Do memes last more than a week? It's been eight days since Piper at Lazy Eye Theatre challenged bloggers to program 12 films at the New Beverly Cinema. Eight days in the blogosphere seems like an eternity but I'll go ahead and bite (not that anyone asked me to). The idea is to create a rep program of twelve films, in themed couplets (for example, Piper sticks High Fidelity with Punch Drunk Love as romantic comedies, and Song of the South with Coonskin as half-animated, racially controversial adaptations of Uncle Remus' tales). Some have chosen to give the entire program an overarching theme; hats off to them, but I found it hard enough deciding what to include and what to leave out.

My pairs are themed, but the overall program is not, save that they are all among my favorite films, ones I would love to share with an audience. I tried for diversity, and there are some classics, some more recent films (nothing from the past 15 years, though), all in different styles and genres. There are silents and talkies, black-and-white and color, animated and live-action, even documentary. Admittedly, all but three or four are American. And one persistent consistency proved impossible to overcome: fully half the films are from the 60s, my favorite cinematic decade. It's a testament to that era's richness that the list still feels diverse. Anyway, on to the explanations...

Affliction


(Affliction)

1998 was a good year for movies. True, Affliction's official year of release was 1997, when it premiered at the Venice Film Festival, and I didn't see it until 1999, when it finally opened in wide release across the U.S. But I'll always associate it with the year between these two, a year that feels now like the final hurrah of 20th century cinema.
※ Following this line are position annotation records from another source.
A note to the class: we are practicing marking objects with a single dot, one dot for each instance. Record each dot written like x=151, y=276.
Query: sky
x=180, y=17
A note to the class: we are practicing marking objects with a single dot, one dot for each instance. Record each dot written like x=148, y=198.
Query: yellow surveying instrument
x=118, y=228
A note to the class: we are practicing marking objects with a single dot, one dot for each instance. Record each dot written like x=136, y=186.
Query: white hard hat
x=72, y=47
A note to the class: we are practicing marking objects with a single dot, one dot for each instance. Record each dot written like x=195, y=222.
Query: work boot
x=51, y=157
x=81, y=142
When works like Fight Club, The Matrix, Three Kings and Being John Malkovich were released the following year, giving an early kickstart to 21st century filmmaking, '98 began to seem like the swan song of classicism. These newer works were often dark, hip, witty in one way or another, and highly self-conscious in their play with structure and expectation. Call them "surface" works, expressed through a slick style which often bypassed the human element en route to big themes and grand ideas. These films weren't especially my cup of tea and still aren't, though their influence is stronger than ever.
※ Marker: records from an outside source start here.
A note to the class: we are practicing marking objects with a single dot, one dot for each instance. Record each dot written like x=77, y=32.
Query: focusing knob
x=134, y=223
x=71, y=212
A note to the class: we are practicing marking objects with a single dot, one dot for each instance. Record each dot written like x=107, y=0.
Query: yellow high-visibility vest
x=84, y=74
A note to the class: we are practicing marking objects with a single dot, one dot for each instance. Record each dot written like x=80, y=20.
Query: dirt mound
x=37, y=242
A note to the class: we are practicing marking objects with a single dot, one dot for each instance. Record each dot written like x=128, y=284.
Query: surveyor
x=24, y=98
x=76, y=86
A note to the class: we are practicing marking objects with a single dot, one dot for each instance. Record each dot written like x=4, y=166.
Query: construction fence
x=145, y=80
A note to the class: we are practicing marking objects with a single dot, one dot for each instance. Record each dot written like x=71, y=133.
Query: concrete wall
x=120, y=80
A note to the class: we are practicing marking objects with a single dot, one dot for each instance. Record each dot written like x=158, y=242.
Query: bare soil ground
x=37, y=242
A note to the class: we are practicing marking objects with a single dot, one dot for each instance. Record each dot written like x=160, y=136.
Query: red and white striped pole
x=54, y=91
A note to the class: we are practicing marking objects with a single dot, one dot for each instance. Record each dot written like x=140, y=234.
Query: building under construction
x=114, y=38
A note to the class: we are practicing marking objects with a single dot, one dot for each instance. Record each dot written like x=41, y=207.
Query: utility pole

Saving Private Ryan, Gods and Monsters, The Thin Red Line, the often-maligned Life is Beautiful, even Rushmore, the breakthrough work of the becoming-unfashionable hipster godhead Wes Anderson, were films that had people at their center. Even Babe: Pig in the City, Gene Siskel's final pick for best-of-the-year, and a film staffed by animals, had a warm, human heart. Of course, to a certain extent, my memory is arbitrary and selective. To be fair, '98 wasn't and still isn't generally seen as a high-water mark for either classicism or humanism in film. The classical era had supposedly been over for something like thirty years, and critics were already - indeed, had long been - decrying trends towards special effects and away from character. But can we really doubt that a great change occurred around this time, setting the tone for our current epoch? Not that many of these new films aren't good. Indeed, formally, they are often an improvement on well-intentioned but aesthetically unadventurous dramas. Yet something has been critically wounded in our transition into a faster-paced, slicker, more cerebral and clever art cinema...and the end product, even at its best, can seem to lack a soul.